2. Middle East Conflicts:
   - Israeli PM Netanyahu announces the death of a Hamas leader.
   - Appeal by Lebanese leaders for US pressure on Israel regarding troop withdrawals.
   - Concerns voiced by freed Israeli hostages.

3. Global News:
   - Sentencing of a surgeon in France for abuses.
   - Tragic incidents involving passenger boats in the Canary Islands.
   - Medical findings linking THC with heart disease.
   - Warning from major retailers about consumer boycotts.

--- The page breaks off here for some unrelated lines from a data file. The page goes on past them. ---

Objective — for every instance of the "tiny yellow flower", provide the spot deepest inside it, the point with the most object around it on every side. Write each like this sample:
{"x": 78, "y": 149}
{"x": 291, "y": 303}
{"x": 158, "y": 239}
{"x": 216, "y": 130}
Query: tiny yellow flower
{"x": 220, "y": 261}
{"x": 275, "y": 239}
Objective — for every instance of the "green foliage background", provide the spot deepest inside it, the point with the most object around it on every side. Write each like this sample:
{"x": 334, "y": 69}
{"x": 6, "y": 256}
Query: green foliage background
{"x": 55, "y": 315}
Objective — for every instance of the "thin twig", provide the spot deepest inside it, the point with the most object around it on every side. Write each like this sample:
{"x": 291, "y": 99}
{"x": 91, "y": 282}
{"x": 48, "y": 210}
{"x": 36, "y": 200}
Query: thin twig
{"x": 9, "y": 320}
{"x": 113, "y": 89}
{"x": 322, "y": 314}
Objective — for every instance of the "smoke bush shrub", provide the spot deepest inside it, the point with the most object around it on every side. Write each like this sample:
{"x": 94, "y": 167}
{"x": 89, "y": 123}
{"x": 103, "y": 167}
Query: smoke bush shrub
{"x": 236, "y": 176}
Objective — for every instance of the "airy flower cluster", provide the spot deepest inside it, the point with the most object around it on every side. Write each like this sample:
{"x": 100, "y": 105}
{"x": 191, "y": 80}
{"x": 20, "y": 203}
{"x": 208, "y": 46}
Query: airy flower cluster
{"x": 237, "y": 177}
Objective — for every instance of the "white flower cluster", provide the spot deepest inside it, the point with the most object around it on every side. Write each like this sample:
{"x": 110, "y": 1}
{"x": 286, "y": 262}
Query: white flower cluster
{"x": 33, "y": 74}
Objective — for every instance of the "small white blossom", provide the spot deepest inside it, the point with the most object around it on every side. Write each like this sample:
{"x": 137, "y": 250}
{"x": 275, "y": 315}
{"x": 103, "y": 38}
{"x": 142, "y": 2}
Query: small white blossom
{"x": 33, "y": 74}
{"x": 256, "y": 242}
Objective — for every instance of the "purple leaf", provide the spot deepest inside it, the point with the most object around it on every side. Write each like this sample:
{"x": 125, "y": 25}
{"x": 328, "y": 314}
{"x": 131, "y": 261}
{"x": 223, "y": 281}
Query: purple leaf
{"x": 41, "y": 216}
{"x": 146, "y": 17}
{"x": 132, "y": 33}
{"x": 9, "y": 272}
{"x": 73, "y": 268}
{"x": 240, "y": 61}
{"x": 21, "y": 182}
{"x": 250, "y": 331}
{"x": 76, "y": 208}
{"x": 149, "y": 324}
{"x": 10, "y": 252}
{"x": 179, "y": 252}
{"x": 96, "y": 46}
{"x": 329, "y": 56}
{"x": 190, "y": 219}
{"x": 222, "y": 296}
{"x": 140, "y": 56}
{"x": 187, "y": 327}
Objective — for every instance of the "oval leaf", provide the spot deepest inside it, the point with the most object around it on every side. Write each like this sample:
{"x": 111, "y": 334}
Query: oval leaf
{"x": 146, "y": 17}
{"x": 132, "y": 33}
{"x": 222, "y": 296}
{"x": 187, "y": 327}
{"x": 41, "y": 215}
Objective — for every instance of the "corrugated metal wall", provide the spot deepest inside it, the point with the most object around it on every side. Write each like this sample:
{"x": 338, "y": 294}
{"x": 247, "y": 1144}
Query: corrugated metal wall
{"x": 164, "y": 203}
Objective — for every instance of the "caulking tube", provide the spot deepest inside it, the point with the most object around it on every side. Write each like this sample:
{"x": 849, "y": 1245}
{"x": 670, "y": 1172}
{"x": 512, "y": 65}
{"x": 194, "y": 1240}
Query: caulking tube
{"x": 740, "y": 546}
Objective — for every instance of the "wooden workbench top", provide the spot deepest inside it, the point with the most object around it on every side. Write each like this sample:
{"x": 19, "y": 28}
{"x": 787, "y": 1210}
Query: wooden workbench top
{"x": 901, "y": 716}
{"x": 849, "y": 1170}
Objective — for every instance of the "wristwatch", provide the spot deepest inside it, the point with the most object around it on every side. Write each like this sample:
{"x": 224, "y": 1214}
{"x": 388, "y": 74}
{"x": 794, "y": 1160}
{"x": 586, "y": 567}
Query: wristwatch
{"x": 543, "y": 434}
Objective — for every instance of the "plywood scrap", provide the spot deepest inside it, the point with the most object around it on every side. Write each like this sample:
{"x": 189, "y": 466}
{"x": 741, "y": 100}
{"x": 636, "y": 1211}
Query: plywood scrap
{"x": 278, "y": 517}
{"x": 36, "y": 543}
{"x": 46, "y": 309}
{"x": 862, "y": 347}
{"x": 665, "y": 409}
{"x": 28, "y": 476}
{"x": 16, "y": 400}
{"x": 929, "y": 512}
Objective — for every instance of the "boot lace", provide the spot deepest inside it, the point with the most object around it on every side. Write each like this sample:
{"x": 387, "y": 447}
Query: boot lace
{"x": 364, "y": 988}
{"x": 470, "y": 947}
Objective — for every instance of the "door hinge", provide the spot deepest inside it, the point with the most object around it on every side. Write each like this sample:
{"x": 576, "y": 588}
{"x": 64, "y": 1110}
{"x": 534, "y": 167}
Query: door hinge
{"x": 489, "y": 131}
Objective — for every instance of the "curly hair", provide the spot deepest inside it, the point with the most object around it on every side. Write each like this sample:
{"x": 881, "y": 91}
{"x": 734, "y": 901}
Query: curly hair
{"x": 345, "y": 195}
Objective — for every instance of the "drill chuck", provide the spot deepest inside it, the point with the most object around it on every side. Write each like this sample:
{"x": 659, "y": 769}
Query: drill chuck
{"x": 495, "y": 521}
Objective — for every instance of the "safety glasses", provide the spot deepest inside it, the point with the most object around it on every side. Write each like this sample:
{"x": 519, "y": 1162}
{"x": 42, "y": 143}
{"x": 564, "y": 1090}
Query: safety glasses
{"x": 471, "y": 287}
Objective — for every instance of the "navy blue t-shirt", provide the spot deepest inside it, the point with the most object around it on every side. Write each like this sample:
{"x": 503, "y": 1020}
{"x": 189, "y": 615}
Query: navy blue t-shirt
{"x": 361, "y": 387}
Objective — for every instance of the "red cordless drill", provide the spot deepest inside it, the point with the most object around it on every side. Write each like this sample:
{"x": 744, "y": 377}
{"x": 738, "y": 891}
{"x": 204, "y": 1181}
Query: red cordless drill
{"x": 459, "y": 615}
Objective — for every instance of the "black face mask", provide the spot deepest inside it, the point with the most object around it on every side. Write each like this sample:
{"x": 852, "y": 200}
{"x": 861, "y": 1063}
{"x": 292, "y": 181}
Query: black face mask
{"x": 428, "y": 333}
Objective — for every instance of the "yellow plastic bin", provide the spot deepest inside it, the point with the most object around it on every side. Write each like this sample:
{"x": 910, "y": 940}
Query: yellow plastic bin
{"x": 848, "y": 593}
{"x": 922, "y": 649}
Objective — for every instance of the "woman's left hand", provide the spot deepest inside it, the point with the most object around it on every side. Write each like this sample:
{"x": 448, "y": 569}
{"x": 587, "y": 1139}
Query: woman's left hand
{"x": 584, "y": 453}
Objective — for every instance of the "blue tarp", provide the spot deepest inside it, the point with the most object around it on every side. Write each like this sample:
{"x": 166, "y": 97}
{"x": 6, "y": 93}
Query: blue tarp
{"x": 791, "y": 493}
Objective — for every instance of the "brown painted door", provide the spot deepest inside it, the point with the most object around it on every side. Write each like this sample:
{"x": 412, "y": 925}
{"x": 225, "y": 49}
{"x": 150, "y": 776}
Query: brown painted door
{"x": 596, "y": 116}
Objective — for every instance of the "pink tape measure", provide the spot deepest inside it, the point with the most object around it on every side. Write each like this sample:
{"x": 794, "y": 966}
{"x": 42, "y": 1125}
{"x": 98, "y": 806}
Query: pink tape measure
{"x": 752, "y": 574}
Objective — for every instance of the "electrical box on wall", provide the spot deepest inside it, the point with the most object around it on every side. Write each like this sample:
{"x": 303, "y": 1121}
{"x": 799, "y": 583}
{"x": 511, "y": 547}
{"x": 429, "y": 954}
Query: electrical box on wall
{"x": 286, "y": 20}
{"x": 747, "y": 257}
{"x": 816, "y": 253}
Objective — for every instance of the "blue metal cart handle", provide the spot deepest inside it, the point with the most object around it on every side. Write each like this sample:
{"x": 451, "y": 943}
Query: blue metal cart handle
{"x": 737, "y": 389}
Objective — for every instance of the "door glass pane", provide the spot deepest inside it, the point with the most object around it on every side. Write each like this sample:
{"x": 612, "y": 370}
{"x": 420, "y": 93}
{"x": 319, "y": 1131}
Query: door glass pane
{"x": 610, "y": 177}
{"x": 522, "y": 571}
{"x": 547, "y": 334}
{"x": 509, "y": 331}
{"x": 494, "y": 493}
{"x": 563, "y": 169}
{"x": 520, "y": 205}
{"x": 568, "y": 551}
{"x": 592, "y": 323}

4. Technology and Business:
   - Discussion about consumer behavior and economic forecasts.
   - Developments regarding Apple and online safety regulations.

## Features
- **Videos and Podcasts:** CNN offers various video segments and podcasts, including "CNN 5 Things," "Chasing Life with Dr. Sanjay Gupta," and "The Assignment."
- **Interactive Games:** Crossword puzzles and quizzes are available for users to engage with.

## Special Reports
- International reports on consumer trends, environmental challenges, and updates on significant geopolitical events.

## Health & Wellness
- Articles discussing health topics, including chronic diseases and the need for emotional well-being in teens.

## Closing Note
For more content, visitors can explore CNN's dedicated sections for updates on ongoing stories and featured topics in various domains.